- Born: July 26, 1977 (age 48) Prague, Czech Republic
- Education: Charles University University of Hamburg University of Oldenburg
- Spouse: Christian Genest
- Scientific career
- Institutions: ETH Zürich McGill University Vienna University of Economics and Business
- Doctoral advisor: Dietmar Pfeifer

= Johanna G. Nešlehová =

Czech mathematical statistician

Johanna G. Nešlehová (born July 26, 1977) is a Czech mathematical statistician who works in Canada at McGill University as a professor in the department of mathematics and statistics. Her research interests include copulas, extreme value theory, multivariate statistics, and operational risk.

==Education and career==
Nešlehová is originally from Prague, the daughter of painter Pavel Nešleha and art historian Mahulena Nešlehová. She studied at the Charles University, the University of Hamburg, and the University of Oldenburg, earning a degree (vordiplom) from University of Hamburg in 1999, a master's degree (diplom) from the University of Hamburg in 2000, and a doctorate from the University of Oldenburg in 2004. Her dissertation, Dependence of Non-continuous Random Variables, was supervised by Dietmar Pfeifer.

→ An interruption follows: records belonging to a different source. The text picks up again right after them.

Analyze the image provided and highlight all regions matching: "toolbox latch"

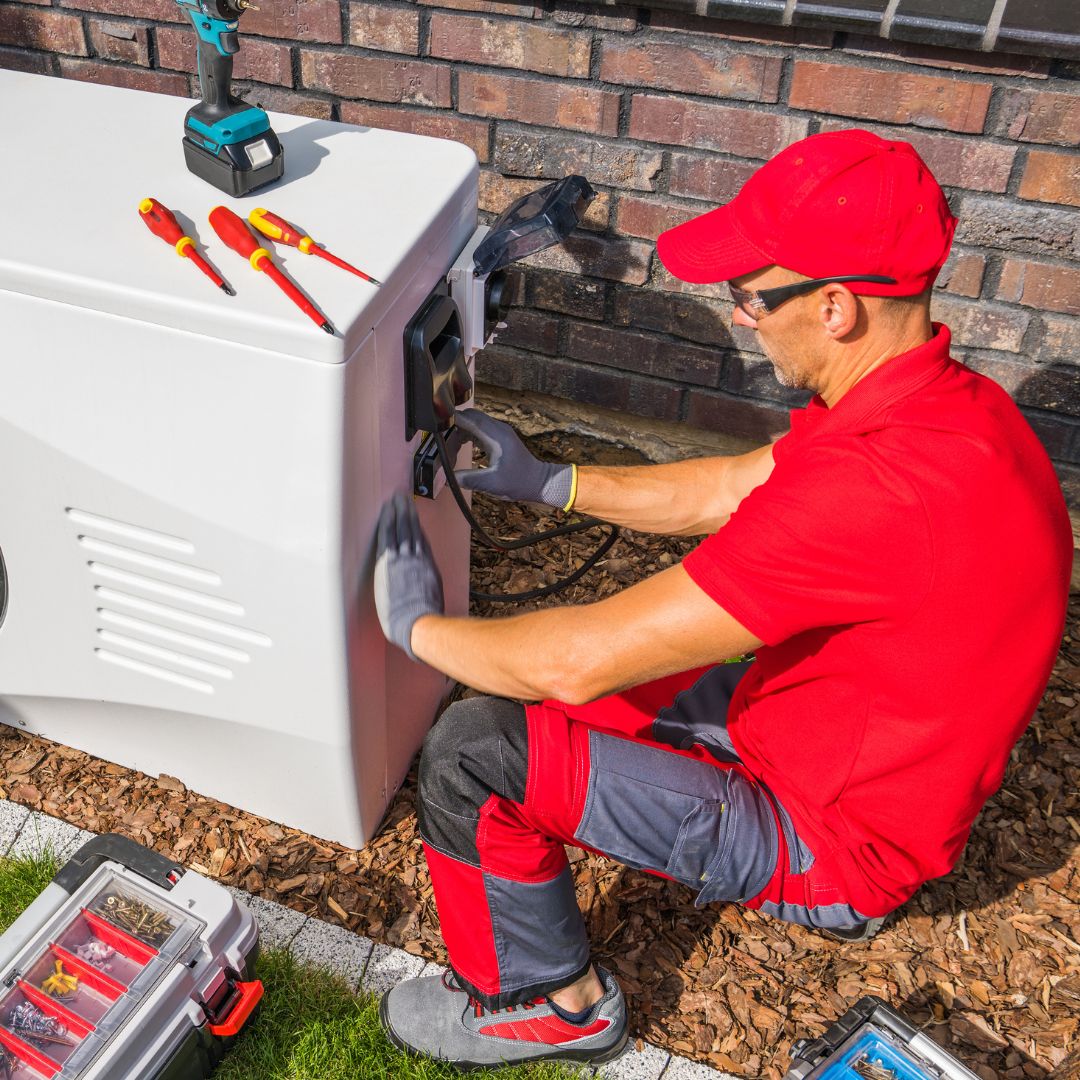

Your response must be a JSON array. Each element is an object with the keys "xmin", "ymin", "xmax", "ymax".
[{"xmin": 202, "ymin": 971, "xmax": 262, "ymax": 1039}]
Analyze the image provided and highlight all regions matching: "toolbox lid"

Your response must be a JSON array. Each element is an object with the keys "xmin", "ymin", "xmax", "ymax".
[{"xmin": 0, "ymin": 71, "xmax": 477, "ymax": 363}]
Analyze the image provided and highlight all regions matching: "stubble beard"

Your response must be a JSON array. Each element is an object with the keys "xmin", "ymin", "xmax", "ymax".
[{"xmin": 761, "ymin": 341, "xmax": 818, "ymax": 392}]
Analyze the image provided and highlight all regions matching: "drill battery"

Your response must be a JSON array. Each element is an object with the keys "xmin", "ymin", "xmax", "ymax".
[{"xmin": 784, "ymin": 997, "xmax": 978, "ymax": 1080}]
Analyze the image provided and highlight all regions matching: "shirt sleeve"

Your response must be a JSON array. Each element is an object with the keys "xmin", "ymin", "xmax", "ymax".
[{"xmin": 683, "ymin": 438, "xmax": 932, "ymax": 645}]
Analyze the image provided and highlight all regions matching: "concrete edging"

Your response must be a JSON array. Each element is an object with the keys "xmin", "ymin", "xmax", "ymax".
[{"xmin": 0, "ymin": 799, "xmax": 737, "ymax": 1080}]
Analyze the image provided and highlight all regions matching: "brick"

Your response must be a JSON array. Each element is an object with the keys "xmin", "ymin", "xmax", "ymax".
[
  {"xmin": 996, "ymin": 90, "xmax": 1080, "ymax": 147},
  {"xmin": 723, "ymin": 353, "xmax": 811, "ymax": 408},
  {"xmin": 428, "ymin": 12, "xmax": 592, "ymax": 79},
  {"xmin": 300, "ymin": 50, "xmax": 450, "ymax": 108},
  {"xmin": 241, "ymin": 0, "xmax": 342, "ymax": 43},
  {"xmin": 686, "ymin": 388, "xmax": 791, "ymax": 446},
  {"xmin": 953, "ymin": 348, "xmax": 1034, "ymax": 396},
  {"xmin": 551, "ymin": 0, "xmax": 640, "ymax": 33},
  {"xmin": 1013, "ymin": 367, "xmax": 1080, "ymax": 416},
  {"xmin": 60, "ymin": 57, "xmax": 191, "ymax": 97},
  {"xmin": 843, "ymin": 33, "xmax": 1050, "ymax": 79},
  {"xmin": 525, "ymin": 233, "xmax": 652, "ymax": 285},
  {"xmin": 564, "ymin": 323, "xmax": 724, "ymax": 387},
  {"xmin": 630, "ymin": 94, "xmax": 809, "ymax": 159},
  {"xmin": 649, "ymin": 8, "xmax": 833, "ymax": 49},
  {"xmin": 615, "ymin": 195, "xmax": 704, "ymax": 240},
  {"xmin": 417, "ymin": 0, "xmax": 541, "ymax": 18},
  {"xmin": 63, "ymin": 0, "xmax": 181, "ymax": 22},
  {"xmin": 649, "ymin": 259, "xmax": 734, "ymax": 306},
  {"xmin": 153, "ymin": 26, "xmax": 293, "ymax": 86},
  {"xmin": 234, "ymin": 82, "xmax": 334, "ymax": 118},
  {"xmin": 458, "ymin": 71, "xmax": 619, "ymax": 135},
  {"xmin": 87, "ymin": 18, "xmax": 149, "ymax": 67},
  {"xmin": 526, "ymin": 270, "xmax": 607, "ymax": 319},
  {"xmin": 497, "ymin": 308, "xmax": 561, "ymax": 356},
  {"xmin": 476, "ymin": 346, "xmax": 683, "ymax": 420},
  {"xmin": 1021, "ymin": 409, "xmax": 1080, "ymax": 460},
  {"xmin": 349, "ymin": 3, "xmax": 420, "ymax": 56},
  {"xmin": 954, "ymin": 197, "xmax": 1080, "ymax": 256},
  {"xmin": 936, "ymin": 251, "xmax": 986, "ymax": 297},
  {"xmin": 613, "ymin": 288, "xmax": 732, "ymax": 347},
  {"xmin": 600, "ymin": 39, "xmax": 783, "ymax": 102},
  {"xmin": 1018, "ymin": 150, "xmax": 1080, "ymax": 206},
  {"xmin": 0, "ymin": 4, "xmax": 87, "ymax": 56},
  {"xmin": 1035, "ymin": 315, "xmax": 1080, "ymax": 367},
  {"xmin": 480, "ymin": 168, "xmax": 611, "ymax": 232},
  {"xmin": 930, "ymin": 293, "xmax": 1031, "ymax": 352},
  {"xmin": 495, "ymin": 130, "xmax": 663, "ymax": 191},
  {"xmin": 341, "ymin": 102, "xmax": 489, "ymax": 161},
  {"xmin": 997, "ymin": 259, "xmax": 1080, "ymax": 315},
  {"xmin": 667, "ymin": 153, "xmax": 760, "ymax": 203},
  {"xmin": 821, "ymin": 120, "xmax": 1016, "ymax": 192},
  {"xmin": 0, "ymin": 46, "xmax": 56, "ymax": 75},
  {"xmin": 787, "ymin": 60, "xmax": 993, "ymax": 133}
]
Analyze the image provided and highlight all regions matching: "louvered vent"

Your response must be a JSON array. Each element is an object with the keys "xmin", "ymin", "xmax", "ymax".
[{"xmin": 66, "ymin": 507, "xmax": 273, "ymax": 693}]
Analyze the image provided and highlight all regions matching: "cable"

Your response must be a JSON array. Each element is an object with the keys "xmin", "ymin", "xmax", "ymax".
[{"xmin": 432, "ymin": 431, "xmax": 619, "ymax": 604}]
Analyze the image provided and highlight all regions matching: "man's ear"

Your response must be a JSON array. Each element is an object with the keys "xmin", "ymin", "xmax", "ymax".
[{"xmin": 818, "ymin": 282, "xmax": 859, "ymax": 341}]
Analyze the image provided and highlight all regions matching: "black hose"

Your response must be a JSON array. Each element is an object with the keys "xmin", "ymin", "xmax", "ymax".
[{"xmin": 433, "ymin": 431, "xmax": 619, "ymax": 604}]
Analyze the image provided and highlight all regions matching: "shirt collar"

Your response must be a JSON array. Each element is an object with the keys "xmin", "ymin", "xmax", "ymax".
[{"xmin": 807, "ymin": 323, "xmax": 953, "ymax": 428}]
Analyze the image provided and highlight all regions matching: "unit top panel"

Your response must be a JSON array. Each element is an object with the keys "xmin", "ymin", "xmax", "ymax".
[{"xmin": 0, "ymin": 71, "xmax": 477, "ymax": 363}]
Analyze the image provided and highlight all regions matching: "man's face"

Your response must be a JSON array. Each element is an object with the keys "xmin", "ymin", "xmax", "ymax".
[{"xmin": 731, "ymin": 267, "xmax": 821, "ymax": 393}]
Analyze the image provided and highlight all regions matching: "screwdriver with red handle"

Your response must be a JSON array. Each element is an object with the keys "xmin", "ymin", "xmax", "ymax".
[
  {"xmin": 247, "ymin": 206, "xmax": 382, "ymax": 285},
  {"xmin": 210, "ymin": 206, "xmax": 334, "ymax": 334},
  {"xmin": 138, "ymin": 199, "xmax": 237, "ymax": 296}
]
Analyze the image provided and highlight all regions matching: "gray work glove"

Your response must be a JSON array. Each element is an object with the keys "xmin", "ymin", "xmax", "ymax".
[
  {"xmin": 375, "ymin": 491, "xmax": 443, "ymax": 660},
  {"xmin": 455, "ymin": 408, "xmax": 573, "ymax": 510}
]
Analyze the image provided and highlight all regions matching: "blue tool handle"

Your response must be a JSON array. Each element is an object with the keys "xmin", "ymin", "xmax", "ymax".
[{"xmin": 199, "ymin": 41, "xmax": 235, "ymax": 116}]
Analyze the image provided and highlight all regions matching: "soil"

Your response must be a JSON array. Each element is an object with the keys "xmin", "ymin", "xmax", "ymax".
[{"xmin": 0, "ymin": 434, "xmax": 1080, "ymax": 1080}]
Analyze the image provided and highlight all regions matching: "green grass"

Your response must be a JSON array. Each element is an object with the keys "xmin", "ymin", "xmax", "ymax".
[
  {"xmin": 0, "ymin": 850, "xmax": 577, "ymax": 1080},
  {"xmin": 0, "ymin": 848, "xmax": 60, "ymax": 933},
  {"xmin": 214, "ymin": 949, "xmax": 587, "ymax": 1080}
]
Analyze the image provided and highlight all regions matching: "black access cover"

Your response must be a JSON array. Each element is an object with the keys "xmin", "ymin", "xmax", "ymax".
[{"xmin": 473, "ymin": 176, "xmax": 596, "ymax": 274}]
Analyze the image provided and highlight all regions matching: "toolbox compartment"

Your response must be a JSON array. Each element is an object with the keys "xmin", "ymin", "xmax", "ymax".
[
  {"xmin": 784, "ymin": 995, "xmax": 978, "ymax": 1080},
  {"xmin": 0, "ymin": 836, "xmax": 262, "ymax": 1080}
]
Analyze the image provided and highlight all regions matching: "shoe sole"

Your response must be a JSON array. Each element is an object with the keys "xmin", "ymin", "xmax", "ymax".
[{"xmin": 379, "ymin": 990, "xmax": 630, "ymax": 1072}]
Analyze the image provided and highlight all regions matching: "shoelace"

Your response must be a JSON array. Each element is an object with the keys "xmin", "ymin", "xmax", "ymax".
[{"xmin": 443, "ymin": 971, "xmax": 546, "ymax": 1020}]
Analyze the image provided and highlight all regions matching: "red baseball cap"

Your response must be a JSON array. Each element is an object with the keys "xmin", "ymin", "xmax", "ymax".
[{"xmin": 657, "ymin": 131, "xmax": 956, "ymax": 296}]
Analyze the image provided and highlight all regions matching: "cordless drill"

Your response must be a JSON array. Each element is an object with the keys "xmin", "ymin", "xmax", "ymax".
[{"xmin": 176, "ymin": 0, "xmax": 285, "ymax": 195}]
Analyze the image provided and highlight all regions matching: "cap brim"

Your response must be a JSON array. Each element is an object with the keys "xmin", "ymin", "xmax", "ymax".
[{"xmin": 657, "ymin": 203, "xmax": 773, "ymax": 285}]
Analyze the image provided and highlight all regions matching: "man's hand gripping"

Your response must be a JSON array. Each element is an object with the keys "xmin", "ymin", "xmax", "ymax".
[
  {"xmin": 375, "ymin": 492, "xmax": 443, "ymax": 660},
  {"xmin": 456, "ymin": 408, "xmax": 576, "ymax": 510}
]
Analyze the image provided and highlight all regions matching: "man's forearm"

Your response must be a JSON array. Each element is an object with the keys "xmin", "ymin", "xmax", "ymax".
[
  {"xmin": 573, "ymin": 446, "xmax": 772, "ymax": 536},
  {"xmin": 410, "ymin": 565, "xmax": 760, "ymax": 704}
]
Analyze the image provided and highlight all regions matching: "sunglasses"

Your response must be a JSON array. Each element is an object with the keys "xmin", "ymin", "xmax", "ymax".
[{"xmin": 728, "ymin": 273, "xmax": 896, "ymax": 322}]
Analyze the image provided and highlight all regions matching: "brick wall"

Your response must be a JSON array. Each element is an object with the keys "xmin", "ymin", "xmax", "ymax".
[{"xmin": 0, "ymin": 0, "xmax": 1080, "ymax": 491}]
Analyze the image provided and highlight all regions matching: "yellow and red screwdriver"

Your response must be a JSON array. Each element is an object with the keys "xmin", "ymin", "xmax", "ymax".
[
  {"xmin": 210, "ymin": 206, "xmax": 334, "ymax": 334},
  {"xmin": 247, "ymin": 206, "xmax": 382, "ymax": 285},
  {"xmin": 138, "ymin": 199, "xmax": 237, "ymax": 296}
]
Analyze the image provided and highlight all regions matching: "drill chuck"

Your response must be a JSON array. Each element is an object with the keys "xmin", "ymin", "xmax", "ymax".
[{"xmin": 176, "ymin": 0, "xmax": 285, "ymax": 197}]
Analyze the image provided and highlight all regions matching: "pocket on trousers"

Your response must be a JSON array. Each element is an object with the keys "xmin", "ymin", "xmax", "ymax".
[{"xmin": 575, "ymin": 731, "xmax": 778, "ymax": 905}]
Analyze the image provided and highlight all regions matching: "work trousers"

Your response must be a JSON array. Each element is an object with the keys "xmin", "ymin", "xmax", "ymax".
[{"xmin": 418, "ymin": 663, "xmax": 863, "ymax": 1009}]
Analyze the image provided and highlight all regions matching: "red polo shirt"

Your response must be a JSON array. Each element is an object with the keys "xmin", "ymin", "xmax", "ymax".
[{"xmin": 684, "ymin": 326, "xmax": 1072, "ymax": 916}]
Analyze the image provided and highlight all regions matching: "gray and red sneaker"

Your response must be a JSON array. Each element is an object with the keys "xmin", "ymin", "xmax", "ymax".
[{"xmin": 379, "ymin": 966, "xmax": 627, "ymax": 1069}]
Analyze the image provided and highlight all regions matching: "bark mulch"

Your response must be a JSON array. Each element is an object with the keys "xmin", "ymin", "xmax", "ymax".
[{"xmin": 0, "ymin": 434, "xmax": 1080, "ymax": 1080}]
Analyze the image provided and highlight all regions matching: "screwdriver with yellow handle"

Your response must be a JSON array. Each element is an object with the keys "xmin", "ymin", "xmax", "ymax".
[
  {"xmin": 247, "ymin": 206, "xmax": 382, "ymax": 285},
  {"xmin": 138, "ymin": 199, "xmax": 237, "ymax": 296},
  {"xmin": 210, "ymin": 206, "xmax": 334, "ymax": 334}
]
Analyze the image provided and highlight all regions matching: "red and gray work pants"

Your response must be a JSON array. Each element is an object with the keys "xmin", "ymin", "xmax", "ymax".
[{"xmin": 419, "ymin": 663, "xmax": 865, "ymax": 1009}]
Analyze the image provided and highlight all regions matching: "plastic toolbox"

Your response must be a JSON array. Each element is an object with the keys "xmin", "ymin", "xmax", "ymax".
[
  {"xmin": 0, "ymin": 834, "xmax": 262, "ymax": 1080},
  {"xmin": 784, "ymin": 997, "xmax": 978, "ymax": 1080}
]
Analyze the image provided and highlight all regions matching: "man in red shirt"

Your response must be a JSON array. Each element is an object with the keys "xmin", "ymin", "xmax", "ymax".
[{"xmin": 375, "ymin": 131, "xmax": 1072, "ymax": 1065}]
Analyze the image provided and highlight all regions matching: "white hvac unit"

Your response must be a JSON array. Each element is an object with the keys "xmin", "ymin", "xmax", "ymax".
[{"xmin": 0, "ymin": 72, "xmax": 591, "ymax": 847}]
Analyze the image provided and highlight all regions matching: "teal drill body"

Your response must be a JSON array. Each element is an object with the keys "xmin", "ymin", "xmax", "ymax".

After working as a postdoctoral researcher and Heinz Hopf Lecturer at ETH Zürich, she joined the McGill University faculty in 2009. Since October 2022 she is also a professor at WU Vienna University of Economics and Business.

==Book==
With Erhard Cramer, Nešlehová is the author of a German-language undergraduate textbook in introductory mathematics, Vorkurs Mathematik: Arbeitsbuch zum Studienbeginn in Bachelor-Studiengängen (Springer, 2005; 7th ed., 2018).

==Recognition==
Nešlehová was named as an Elected Member of the International Statistical Institute in 2011. In 2020 she was named a Fellow of the Institute of Mathematical Statistics.

She was the 2019 winner of the CRM-SSC Prize in Statistics "for fundamental contributions to multivariate statistics, and in particular stochastic dependence modeling and extreme-value theory, and for her efforts to promote the sound application of statistics in risk management".

In 2023, Nešlehová was the second statistician (after Nancy Reid in 1995) to receive the Krieger–Nelson Prize of the Canadian Mathematical Society.

==Personal life==
Nešlehová is married to statistician Christian Genest. Their son Richard Genest was born in 2014. Johanna became a Canadian citizen in 2015.